Drought and the effects of Operation Desert Storm may complicate state efforts to control wildfires this summer, said State Forester Richard Klason.
"We used to use National Guard crews for transportation and heavy equipment use," but more than 700 Utah Guardsmen from the 1457th Engineer Battalion are on active duty in Germany because of Operation Desert Storm, and it is not known when they will be sent home. Klason said state fire crews also depend on military-issue MREs - or Meals, Ready to Eat - that are currently in short supply because so many of the field rations have been sent to the Middle East."It's kind of a surprise to see all this happening," Klason said. "But it's only one thing we're a little concerned about for this summer." The main concern is about the potential for wildfires, which is heightened by five years of drought conditions in the state. Moisture during the past week will help ease the situation somewhat, but timber takes a long time to regain the moisture it loses in a drought and will still be fairly dry this summer.
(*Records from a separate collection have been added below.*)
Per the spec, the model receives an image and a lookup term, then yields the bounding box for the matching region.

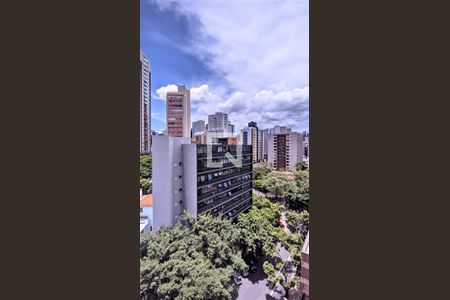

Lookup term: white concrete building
[152,136,252,230]
[139,194,153,233]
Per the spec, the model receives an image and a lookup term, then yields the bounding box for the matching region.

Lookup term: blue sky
[140,0,309,131]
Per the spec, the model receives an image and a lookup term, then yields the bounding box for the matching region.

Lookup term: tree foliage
[139,155,152,193]
[295,161,308,171]
[140,214,246,300]
[253,167,271,180]
[237,194,283,257]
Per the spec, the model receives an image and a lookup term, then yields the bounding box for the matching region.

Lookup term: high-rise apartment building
[192,131,206,145]
[206,112,234,145]
[242,121,263,163]
[192,120,206,136]
[153,136,252,230]
[166,86,191,138]
[208,112,229,131]
[268,130,304,171]
[261,128,272,161]
[140,50,152,154]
State fire crews often work in concert with county crews and with firefighters from the Forest Service and Bureau of Land Management. And it is not unusual during the summer fire months for crews to be transferred from state to state to help tackle the most threatening fires.
Drought conditions are so widespread in the West - from parts of Colorado to California - that firefighters may see a lot of territory this summer. It also means fire officials will have to carefully plan firefighting resources so as to not leave one area underprotected while firefighters are battling a wildfire in a neighboring state.
Unlike the Forest Service and BLM, the state typically is not able to hire temporary fire crews to work the summer fire season. The state does use crews of prisoners from the Utah State Prison that are organized into a firefighting team called the Flame-In-Goes and hopes to have access to between 90 and 100 inmates for fire crews.
That number includes 10 to 15 female inmates for the first time. The women, who call themselves "The Fallen Angels" are preparing, primarily, for support roles in the firefighting effort.
Klason said he would also like to hire additional personnel so each of the Division of Lands and Forestry wardens could have at least three people in initial response trucks. But the approximately $1.25 million forestry and fire control budget is already down about $100,000 from last year, and adding new workers would require a supplemental budget appropriation from the governor.
Supplemental appropriations were already required to pay last year's firefighting bills.